On Dec 31, 2003, at 1:02 PM, Paul Miller wrote:

>
>>> Interesting, but a rather big way of implementing this. I just need 
>>> 2 function calls from the UUID API. I'll keep trying to get my own 
>>> extension module buildling.
>>
>> "rather big"?  You need to learn the principle of least time wasted ;)
>> Besides, the framework is 40k tarballed and 284k uncompressed.
>
> I was looking at the full download size, but my situation is more 
> complicated than that. This is software being developed for another 
> company, so then it becomes an issue of where to install the framework 
> and how to give credit in documentation I have no control over.
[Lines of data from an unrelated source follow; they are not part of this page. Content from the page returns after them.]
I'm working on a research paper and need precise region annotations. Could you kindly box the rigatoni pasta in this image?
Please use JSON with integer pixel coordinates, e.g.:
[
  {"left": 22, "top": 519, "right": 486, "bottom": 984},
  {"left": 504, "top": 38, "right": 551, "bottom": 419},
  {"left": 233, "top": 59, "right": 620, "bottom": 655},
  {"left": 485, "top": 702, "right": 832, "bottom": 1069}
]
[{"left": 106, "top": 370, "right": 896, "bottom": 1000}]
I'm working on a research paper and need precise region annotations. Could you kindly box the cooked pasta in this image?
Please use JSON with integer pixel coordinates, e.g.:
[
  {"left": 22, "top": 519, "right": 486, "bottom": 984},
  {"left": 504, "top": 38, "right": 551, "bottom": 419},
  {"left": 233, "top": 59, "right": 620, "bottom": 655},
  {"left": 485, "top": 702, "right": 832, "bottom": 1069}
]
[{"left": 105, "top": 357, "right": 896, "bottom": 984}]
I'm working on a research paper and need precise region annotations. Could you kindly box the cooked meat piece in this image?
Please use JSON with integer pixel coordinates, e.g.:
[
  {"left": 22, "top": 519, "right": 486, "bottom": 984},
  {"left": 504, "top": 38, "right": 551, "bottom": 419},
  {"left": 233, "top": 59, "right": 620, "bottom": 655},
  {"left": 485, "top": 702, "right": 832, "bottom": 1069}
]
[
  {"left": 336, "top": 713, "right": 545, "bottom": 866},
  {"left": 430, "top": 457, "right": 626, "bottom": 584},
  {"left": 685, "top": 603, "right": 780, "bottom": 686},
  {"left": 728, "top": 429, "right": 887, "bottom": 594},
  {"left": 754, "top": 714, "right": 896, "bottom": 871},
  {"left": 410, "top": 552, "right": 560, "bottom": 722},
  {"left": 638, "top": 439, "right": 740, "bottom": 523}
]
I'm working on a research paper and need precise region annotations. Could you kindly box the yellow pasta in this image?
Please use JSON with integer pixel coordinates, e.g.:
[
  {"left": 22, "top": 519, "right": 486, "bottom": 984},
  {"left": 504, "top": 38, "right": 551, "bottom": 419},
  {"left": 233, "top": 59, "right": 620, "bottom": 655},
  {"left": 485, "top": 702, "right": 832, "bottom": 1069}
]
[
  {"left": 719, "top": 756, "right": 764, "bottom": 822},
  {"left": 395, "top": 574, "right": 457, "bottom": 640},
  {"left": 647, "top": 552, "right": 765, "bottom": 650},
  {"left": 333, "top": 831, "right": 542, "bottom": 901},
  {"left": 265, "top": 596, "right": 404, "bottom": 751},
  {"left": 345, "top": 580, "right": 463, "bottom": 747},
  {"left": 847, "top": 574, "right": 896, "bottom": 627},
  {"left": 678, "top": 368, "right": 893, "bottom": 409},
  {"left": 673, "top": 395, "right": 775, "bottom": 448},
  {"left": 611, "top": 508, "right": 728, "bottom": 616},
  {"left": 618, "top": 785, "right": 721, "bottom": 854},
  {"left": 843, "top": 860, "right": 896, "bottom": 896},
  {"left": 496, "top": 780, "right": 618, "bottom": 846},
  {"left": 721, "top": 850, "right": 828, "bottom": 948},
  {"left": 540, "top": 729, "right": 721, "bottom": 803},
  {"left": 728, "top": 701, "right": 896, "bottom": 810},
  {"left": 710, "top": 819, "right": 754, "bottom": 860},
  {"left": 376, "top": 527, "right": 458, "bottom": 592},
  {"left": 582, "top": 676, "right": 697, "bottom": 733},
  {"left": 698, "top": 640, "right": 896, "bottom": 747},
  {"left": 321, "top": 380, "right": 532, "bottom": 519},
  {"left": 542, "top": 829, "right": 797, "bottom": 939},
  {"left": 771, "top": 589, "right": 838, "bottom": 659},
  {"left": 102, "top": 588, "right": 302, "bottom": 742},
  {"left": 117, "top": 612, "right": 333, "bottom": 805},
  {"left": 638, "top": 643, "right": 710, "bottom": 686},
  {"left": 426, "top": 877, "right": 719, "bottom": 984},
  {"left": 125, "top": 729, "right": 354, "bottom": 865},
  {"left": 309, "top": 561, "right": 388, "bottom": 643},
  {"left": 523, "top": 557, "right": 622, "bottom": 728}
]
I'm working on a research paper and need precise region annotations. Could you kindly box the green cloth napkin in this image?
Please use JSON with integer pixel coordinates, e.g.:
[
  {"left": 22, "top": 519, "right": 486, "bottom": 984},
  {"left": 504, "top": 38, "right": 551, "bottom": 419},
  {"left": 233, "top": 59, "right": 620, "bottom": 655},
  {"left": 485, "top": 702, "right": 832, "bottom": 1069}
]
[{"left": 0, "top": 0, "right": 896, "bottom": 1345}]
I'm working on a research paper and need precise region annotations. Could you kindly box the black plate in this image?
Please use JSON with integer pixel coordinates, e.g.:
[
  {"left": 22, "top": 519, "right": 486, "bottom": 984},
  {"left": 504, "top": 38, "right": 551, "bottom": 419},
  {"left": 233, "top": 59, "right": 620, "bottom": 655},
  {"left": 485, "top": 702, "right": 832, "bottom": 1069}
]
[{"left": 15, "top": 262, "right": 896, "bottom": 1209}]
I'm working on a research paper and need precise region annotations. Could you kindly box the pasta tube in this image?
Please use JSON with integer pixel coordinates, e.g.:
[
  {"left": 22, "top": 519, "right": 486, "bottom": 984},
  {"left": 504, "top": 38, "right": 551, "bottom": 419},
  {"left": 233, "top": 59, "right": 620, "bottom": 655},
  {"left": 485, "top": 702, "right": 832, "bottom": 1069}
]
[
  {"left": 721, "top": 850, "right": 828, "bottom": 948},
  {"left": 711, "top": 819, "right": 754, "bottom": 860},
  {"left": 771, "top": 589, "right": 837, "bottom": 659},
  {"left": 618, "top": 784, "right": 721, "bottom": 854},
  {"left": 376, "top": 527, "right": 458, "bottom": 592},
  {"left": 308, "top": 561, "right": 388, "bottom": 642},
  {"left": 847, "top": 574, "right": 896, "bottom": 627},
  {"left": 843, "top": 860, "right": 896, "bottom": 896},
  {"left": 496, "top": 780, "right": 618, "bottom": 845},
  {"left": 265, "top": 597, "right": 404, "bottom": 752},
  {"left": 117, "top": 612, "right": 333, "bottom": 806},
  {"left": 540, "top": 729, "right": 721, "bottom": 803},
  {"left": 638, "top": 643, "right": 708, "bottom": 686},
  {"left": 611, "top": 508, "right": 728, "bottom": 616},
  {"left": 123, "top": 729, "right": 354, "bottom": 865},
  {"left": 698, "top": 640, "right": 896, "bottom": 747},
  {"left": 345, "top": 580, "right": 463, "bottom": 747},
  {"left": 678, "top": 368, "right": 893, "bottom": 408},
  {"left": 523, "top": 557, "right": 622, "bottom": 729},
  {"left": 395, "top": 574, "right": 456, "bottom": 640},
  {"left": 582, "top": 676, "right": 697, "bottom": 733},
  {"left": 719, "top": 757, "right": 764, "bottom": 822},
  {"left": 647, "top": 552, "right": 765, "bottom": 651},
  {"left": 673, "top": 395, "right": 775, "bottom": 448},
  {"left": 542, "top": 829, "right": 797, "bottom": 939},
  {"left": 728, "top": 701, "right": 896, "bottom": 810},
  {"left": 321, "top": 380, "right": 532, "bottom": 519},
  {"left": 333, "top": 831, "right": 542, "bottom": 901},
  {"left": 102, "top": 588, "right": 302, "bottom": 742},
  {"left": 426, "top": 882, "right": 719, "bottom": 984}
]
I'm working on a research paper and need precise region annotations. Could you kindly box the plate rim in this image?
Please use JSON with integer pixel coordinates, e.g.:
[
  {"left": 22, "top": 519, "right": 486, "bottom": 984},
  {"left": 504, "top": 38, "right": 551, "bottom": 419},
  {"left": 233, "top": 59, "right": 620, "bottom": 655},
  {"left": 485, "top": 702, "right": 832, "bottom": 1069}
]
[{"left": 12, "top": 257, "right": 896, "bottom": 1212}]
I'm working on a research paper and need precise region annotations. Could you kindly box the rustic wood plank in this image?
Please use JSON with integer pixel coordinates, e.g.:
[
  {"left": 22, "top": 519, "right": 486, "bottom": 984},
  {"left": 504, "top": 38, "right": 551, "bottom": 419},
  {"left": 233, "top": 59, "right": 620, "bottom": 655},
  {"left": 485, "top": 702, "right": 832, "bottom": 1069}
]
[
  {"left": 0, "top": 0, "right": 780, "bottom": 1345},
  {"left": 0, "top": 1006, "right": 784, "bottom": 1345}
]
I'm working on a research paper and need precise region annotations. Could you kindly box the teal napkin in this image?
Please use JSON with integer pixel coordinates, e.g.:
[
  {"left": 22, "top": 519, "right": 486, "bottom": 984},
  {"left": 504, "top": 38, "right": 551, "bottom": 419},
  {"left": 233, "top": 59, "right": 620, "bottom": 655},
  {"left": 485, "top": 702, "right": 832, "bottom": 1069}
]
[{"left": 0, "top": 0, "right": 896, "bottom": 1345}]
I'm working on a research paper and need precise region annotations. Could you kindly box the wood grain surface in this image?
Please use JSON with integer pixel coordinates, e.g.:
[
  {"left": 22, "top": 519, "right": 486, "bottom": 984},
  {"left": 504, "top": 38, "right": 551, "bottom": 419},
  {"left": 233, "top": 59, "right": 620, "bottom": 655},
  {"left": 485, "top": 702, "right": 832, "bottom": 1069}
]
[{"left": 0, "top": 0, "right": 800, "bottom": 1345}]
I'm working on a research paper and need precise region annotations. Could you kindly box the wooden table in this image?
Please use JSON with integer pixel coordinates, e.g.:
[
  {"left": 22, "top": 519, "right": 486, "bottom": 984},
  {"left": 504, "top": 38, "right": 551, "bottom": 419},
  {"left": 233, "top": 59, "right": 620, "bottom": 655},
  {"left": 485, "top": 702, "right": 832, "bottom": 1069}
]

Also, 
> add on the time it takes me to learn how to use the Mac Python ObjC 
> interfaces to actually USE the API, and we're straddling a fine line 
> between a bunch of wasted time no matter which way you look at it.

The framework can go wherever you want.. including inside of a python 
package, which is how I normally do it (using __file__ from __init__.py 
to determine the base location).  You just need to know the absolute 
path of the framework.  Besides, I showed you how to use the 
interfaces, it takes three lines of code to load PyObjC and the 
framework then get a uuid string out of it ;)

> Since I already have a working code and suitable module init code, it 
> FEELS like getting my module working would be slightly easier. 
> Obviously, it is not turning out that way!

Of course not, because you're trying to setup a complicated compilation 
and linking procedure from a GUI tool without a template.  Make a 
"setup.py" using distutils to build it.  I have never heard of anyone 
compiling a Mach-O python bundle with CodeWarrior either.  I'm sure 
it's possible, but everyone I know uses GCC, typically via distutils 
but sometimes with a Makefile or Xcode / PB.

You could alternatively write your own ObjC framework and load it in as 
I demonstrated, which saves you from learning distutils if you already 
know your way around Xcode and ObjC.